Debt Nation: From Home To Prison Cell – Don’t Use Debt For Home Improvement

A house is
not a home until you’ve lived in it comfortably. It provides you shelter from
the elements and a bed to rest your weary head upon. You look forward to every
waking day – opening the curtains to greet the sunshine – then head off to the
kitchen for your first mug of coffee.
It is no
wonder that people love to do home improvement. They love their homes and want
to make sure it looks and feels brand new every time. However, home improvement
can be quite expensive.
Statistically,
it is on the rise.
According
to a study by Houzz & Home, of its 107,000 registered homeowners, 56,000 conducted home improvements in 2017. The average
expenditure per homeowner was listed at $60,400!
The need to
improve their homes may encourage homeowners to use debt to finance the
renovations. This can lead to a serious miscalculation as studies have also
shown that homeowners end up spending more than they anticipated
when it came to home improvement.
You may end
up borrowing more money than you originally planned for. If this happens, your
monthly cash flow will be thrown off course. It may affect how you balance your
budget and pay off your important obligations.
How do
people use debt to finance their home improvement project? Here are the top
choices of debt:
- Credit Card
- Home Equity/ Home Improvement Loans
- Personal Loans
These loan
facilities charge you exorbitant interest rates in addition to giving you false
hopes. Credit card and lending companies paint a rosy picture of your dream
home without telling you the other side of the story – the harsh realities of a
loan default.
Whenever
you take out a loan, you should always factor in contingencies or the “What
Ifs”.
- What if you get laid off from work?
- What if a medical emergency arises and you have
to take care of it? - What if business takes a nose dive?
These
situations will have an adverse effect on how you can keep up with the monthly
payments for the loan.
What might
happen is that the home improvement project gets put on hold. Sections of your
home will be left unfinished. Every morning you wake up to walls that are not
completely plastered or painted. Fixtures are not properly installed.

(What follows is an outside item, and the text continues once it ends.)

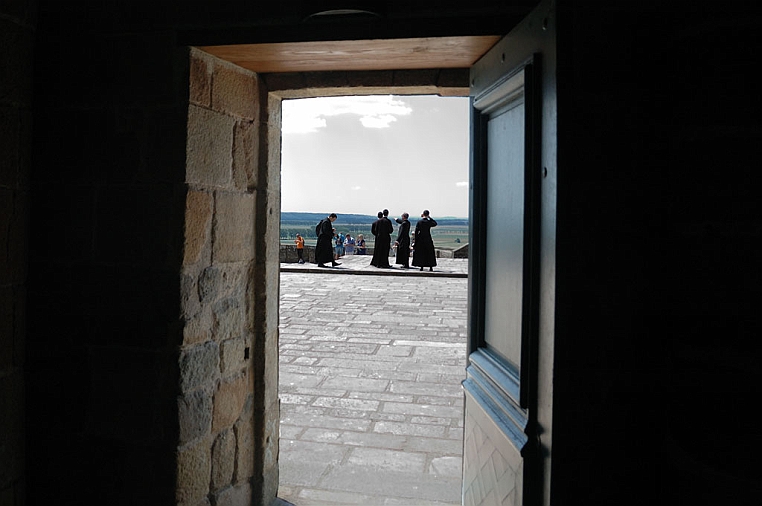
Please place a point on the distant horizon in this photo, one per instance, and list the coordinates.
(374, 214)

The
undertaking was much more expensive than initially thought of.
To make
matters worse, you have to wrestle with the reality of paying more debt every
month.
The house
no longer feels like a home. You feel trapped. It is not your home until you
pay off your debts and the work is completed. You are confined. It does not
feel like a home.
It feels
like you are holed up in prison – a debt prison where the only way out is to
settle the obligation.
Instead of
using debt to finance your home improvement, save up for it.
One year
out, ask an architect or an interior designer to give you an estimate for home
improvement. Set aside money for it every month – put it in the “Home
Improvement Savings Account”. Remember to factor in an increase in the cost of
the home renovation project.
After one
year, you should be ready to carry out your home improvement project without
the extra burden of having debt on your back.